Congressman Edward J. Markey (D-Mass.), a senior member of the Energy and Commerce Committee and former chairman of the Subcommittee on Telecommunications and the Internet, released the following statement after voting in opposition to H.R. 5949, the FISA Amendments Act Reauthorization Act.
"As Americans increasingly connect with one another through an array of technologies and devices, the government should not view this as an opportunity to collect more information about its own citizens. Congress should not simply rubberstamp five more years of the FISA Amendments Act when serious concerns have been raised about the extent to which the government conducts surveillance over its own citizens. As we commemorate the 11th anniversary of the 9/11 attacks this week, we can and should provide for intelligence gathering against terrorist organizations while still protecting Americans' privacy."

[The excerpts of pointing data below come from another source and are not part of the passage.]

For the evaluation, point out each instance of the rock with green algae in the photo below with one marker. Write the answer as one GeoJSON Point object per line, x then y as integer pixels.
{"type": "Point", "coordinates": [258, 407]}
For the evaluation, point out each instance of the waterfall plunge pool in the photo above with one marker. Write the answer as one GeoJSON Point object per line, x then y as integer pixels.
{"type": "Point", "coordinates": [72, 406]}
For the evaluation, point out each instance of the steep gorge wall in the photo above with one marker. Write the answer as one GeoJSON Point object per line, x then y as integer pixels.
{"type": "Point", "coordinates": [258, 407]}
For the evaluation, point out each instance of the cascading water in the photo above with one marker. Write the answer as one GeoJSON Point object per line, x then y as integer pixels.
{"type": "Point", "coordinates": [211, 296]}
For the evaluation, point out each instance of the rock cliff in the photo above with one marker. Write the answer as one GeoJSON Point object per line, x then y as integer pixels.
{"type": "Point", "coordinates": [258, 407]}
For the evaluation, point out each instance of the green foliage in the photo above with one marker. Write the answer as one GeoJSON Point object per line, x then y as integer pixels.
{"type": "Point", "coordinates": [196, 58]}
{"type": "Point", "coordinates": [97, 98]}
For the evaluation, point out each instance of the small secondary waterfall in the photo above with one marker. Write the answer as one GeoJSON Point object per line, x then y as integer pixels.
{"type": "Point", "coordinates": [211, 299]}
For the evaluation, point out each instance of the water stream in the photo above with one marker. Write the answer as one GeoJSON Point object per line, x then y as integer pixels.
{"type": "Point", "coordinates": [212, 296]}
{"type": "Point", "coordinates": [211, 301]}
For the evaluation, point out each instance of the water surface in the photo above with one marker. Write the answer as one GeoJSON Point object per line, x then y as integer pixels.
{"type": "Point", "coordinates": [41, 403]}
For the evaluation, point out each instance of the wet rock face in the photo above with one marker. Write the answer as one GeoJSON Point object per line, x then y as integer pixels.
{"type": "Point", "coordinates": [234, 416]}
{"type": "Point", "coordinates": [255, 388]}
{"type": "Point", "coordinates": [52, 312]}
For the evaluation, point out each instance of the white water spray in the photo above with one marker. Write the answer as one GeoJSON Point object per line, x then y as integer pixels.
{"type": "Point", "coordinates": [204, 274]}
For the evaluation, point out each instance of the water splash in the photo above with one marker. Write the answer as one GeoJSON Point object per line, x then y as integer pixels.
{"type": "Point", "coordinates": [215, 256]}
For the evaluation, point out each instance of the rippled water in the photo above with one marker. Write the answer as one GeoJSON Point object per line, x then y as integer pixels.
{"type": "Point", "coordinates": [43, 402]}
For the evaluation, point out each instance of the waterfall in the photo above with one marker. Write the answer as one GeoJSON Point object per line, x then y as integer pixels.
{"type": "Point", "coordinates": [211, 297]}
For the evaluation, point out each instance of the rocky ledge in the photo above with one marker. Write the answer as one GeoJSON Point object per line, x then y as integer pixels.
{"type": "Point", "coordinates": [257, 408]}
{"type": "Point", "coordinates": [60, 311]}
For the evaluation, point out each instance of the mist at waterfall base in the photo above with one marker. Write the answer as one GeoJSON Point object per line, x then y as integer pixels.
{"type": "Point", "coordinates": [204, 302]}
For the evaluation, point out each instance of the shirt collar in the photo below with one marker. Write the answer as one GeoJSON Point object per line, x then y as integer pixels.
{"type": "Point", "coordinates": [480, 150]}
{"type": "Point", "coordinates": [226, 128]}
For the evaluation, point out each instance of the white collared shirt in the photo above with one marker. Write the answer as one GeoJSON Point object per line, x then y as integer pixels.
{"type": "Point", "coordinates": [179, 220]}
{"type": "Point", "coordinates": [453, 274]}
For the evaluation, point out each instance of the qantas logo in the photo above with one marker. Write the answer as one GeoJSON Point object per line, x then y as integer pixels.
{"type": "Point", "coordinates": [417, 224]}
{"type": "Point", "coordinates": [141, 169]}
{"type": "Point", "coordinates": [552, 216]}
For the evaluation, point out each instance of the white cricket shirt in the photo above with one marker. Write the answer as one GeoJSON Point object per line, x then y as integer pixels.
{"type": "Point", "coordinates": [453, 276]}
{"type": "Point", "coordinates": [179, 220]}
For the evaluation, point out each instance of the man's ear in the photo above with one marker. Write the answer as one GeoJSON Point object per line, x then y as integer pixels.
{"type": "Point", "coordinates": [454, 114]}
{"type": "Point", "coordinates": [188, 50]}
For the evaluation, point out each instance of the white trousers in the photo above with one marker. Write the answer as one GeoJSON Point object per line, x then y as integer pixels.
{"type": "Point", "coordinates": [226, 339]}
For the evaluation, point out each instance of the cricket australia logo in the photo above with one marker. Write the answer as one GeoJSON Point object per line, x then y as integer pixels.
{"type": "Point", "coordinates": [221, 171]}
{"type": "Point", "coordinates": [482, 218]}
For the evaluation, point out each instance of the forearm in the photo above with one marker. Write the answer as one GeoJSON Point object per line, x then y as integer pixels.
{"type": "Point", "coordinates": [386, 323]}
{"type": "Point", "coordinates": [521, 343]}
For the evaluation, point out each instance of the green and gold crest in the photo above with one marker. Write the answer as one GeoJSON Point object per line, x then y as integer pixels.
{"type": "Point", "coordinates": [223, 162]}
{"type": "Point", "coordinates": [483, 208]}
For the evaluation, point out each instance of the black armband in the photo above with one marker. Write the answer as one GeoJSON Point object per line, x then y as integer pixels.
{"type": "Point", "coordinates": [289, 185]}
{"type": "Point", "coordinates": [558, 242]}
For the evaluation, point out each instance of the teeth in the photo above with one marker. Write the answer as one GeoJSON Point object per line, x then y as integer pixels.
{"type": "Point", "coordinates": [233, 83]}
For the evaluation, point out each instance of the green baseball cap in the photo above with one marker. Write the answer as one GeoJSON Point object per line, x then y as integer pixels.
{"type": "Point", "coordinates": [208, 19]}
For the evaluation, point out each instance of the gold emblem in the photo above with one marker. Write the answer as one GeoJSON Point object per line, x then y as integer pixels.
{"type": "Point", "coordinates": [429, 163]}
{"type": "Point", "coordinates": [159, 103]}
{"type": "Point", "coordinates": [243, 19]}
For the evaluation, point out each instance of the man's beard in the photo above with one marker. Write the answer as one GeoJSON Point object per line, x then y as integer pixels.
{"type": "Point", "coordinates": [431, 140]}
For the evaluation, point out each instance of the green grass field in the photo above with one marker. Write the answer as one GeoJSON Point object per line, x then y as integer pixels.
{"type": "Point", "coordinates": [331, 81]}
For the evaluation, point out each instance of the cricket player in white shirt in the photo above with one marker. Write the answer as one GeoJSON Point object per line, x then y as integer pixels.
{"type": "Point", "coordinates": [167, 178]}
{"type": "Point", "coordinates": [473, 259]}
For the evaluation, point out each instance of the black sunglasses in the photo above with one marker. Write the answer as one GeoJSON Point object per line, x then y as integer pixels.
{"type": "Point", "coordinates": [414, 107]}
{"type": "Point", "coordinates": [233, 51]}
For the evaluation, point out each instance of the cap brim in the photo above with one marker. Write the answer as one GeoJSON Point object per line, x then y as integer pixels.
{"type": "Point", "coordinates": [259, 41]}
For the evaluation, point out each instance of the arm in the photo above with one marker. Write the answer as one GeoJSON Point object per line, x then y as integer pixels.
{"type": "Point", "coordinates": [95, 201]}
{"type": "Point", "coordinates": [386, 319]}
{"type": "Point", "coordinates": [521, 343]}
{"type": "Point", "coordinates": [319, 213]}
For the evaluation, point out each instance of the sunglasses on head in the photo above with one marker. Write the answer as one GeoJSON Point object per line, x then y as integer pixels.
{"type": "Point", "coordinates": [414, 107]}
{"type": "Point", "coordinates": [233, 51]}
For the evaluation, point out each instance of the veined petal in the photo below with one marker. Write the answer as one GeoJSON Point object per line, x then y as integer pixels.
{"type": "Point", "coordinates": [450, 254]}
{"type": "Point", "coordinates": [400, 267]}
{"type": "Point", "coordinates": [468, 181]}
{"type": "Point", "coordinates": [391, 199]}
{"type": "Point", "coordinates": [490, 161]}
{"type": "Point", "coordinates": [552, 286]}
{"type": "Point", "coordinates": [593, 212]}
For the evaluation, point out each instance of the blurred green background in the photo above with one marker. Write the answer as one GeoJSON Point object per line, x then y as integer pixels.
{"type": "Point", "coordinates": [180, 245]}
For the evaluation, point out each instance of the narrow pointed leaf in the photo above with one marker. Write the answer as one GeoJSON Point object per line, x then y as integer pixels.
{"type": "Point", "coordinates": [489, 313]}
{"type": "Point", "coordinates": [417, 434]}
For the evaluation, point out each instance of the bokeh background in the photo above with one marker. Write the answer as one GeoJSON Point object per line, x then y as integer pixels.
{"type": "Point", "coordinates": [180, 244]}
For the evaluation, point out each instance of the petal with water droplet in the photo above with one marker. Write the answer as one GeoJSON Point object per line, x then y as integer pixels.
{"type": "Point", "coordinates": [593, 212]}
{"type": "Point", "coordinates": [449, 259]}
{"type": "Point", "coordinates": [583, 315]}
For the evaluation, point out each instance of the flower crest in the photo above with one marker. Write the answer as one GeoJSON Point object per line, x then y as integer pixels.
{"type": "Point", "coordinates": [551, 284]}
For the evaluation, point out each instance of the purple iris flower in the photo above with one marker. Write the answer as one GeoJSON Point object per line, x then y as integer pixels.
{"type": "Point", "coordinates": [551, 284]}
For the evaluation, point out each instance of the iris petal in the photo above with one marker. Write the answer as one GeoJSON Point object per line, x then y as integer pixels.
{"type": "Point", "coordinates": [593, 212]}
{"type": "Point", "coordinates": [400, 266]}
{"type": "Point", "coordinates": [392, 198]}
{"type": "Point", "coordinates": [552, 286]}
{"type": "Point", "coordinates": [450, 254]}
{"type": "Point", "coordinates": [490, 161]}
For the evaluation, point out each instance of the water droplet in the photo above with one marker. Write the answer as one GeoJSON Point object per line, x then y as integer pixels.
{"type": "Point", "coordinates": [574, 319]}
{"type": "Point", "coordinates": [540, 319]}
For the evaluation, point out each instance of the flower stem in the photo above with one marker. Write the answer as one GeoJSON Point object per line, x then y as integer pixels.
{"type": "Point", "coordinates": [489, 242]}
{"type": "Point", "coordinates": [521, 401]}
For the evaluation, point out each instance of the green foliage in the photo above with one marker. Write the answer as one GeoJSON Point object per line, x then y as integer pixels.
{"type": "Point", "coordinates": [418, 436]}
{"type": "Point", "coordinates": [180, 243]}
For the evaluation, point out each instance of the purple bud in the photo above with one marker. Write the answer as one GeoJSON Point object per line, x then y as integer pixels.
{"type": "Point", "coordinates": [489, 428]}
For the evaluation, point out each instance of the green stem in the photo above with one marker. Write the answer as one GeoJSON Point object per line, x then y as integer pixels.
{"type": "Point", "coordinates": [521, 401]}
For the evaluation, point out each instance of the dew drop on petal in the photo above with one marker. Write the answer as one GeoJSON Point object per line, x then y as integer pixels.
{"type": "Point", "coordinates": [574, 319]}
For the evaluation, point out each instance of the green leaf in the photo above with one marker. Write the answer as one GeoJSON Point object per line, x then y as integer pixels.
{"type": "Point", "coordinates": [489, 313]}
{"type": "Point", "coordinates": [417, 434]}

In May, Rep. Markey sought the first-ever accounting of the number of law enforcement requests of Americans' mobile phone information. Rep. Markey's inquiry revealed that law enforcement made 1.3 million requests to wireless carriers for consumers' personal information. In response to this revelation, Rep. Markey released a discussion draft of the "Wireless Surveillance Act of 2012", legislation that addresses the increasing number of law enforcement requests for mobile phone data revealed by lawmaker's ongoing investigation. Rep. Markey's wireless surveillance draft legislation would require regular disclosures from law enforcement on the nature and volume of requests they make, curb sweeping information requests, establish needed accountability for emergency situations, and mandate regulations from the Federal Communications Commission to limit how long carriers can keep personal information.